8 Die Wet op de Inkomstenbelasting 1964 (Einkommensteuergesetz 1964) vom 16. Dezember 1964 (Staatsblad 1964, Nr. 519) in der zum maßgeblichen Zeitpunkt geltenden Fassung (im Folgenden: WIB) definiert in Art. 1 "nationale" Steuerpflichtige (im Folgenden: gebietsansässige Steuerpflichtige) als natürliche Personen, die in den Niederlanden ansässig sind, im Gegensatz zu "ausländischen" Steuerpflichtigen (im Folgenden: gebietsfremde Steuerpflichtige), als die natürliche Personen bezeichnet werden, die in diesem Mitgliedstaat Einkünfte erzielen, ohne dort ansässig zu sein.

9 Gebietsansässige Steuerpflichtige müssen alle Einkünfte versteuern, während gebietsfremde Steuerpflichtige nur ihre in den Niederlanden erzielten Einkünfte versteuern müssen.

10 Bei gebietsansässigen Steuerpflichtigen besteht die Besteuerungsgrundlage aus dem weltweiten Bruttoeinkommen, das um die abzugsfähigen Verluste gemindert wird (Art. 3 WIB). Zu diesem Einkommen zählen u. a. die Nettoeinkünfte aus Arbeit und Vermögen (Art. 4 Abs. 1 Buchst. c WIB), darunter auch der Vorteil, den der Steuerpflichtige erzielt, indem er in einer ihm gehörenden Wohnung wohnt.

11 Gemäß Art. 42a Abs. 1 WIB wird für diesen Vorteil ein Pauschalbetrag angesetzt und bleiben andere Vorteile sowie Kosten, Belastungen und Abschreibungen, die keine Schuldzinsen und Darlehenskosten oder regelmäßig wiederkehrende Zahlungen aufgrund von Erbpacht- oder Erbbaurechten sind, außer Betracht.

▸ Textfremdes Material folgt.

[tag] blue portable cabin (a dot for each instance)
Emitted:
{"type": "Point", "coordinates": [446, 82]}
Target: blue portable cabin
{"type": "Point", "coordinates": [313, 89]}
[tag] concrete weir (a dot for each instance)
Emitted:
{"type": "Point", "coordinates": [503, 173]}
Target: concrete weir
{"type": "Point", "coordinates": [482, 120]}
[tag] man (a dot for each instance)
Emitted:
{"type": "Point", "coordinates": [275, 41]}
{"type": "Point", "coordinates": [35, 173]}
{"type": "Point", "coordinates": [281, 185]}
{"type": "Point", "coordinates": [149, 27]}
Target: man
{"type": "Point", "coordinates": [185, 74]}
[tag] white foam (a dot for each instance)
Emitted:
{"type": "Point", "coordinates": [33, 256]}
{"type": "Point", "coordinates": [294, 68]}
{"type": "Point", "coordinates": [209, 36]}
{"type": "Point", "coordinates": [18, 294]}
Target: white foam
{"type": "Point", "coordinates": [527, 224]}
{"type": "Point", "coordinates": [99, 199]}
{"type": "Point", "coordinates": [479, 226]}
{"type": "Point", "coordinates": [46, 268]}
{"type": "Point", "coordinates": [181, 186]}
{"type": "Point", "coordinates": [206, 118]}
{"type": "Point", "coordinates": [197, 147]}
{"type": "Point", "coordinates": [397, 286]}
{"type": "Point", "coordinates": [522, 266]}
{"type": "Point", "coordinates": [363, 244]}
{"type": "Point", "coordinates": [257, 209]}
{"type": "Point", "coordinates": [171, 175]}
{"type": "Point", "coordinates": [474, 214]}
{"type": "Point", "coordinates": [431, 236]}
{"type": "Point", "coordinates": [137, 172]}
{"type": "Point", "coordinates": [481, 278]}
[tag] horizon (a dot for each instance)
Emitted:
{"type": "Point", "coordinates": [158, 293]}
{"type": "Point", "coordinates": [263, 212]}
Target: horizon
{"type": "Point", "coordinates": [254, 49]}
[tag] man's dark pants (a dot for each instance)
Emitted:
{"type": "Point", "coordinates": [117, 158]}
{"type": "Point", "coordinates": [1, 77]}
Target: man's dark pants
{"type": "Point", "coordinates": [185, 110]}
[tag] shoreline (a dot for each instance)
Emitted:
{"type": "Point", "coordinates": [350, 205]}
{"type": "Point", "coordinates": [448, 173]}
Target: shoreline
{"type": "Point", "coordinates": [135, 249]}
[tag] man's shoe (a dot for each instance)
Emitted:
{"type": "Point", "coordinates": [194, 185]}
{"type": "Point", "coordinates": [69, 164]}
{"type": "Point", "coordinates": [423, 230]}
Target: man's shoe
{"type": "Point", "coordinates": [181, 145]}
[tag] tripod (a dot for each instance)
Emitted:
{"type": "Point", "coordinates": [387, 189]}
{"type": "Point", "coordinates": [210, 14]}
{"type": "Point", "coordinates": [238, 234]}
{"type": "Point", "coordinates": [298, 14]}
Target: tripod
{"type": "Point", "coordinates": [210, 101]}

12 Ergibt die Berechnung der Nettoeinkünfte einen negativen Betrag, wird nach Art. 4 Abs. 2 WIB das steuerpflichtige Bruttoeinkommen um diesen negativen Betrag gemindert.

13 Es steht fest, dass das Zusammenwirken dieser Bestimmungen bei einem gebietsansässigen Steuerpflichtigen dazu führt, dass Zinszahlungen auf eine Verbindlichkeit, die zur Finanzierung einer Eigentumswohnung eingegangen wurde, das Bruttoeinkommen und damit das steuerpflichtige Einkommen in voller Höhe mindern, auch soweit die Zinszahlungen den Vorteil übertreffen, den der Steuerpflichtige durch das Bewohnen der eigenen Wohnung erzielt.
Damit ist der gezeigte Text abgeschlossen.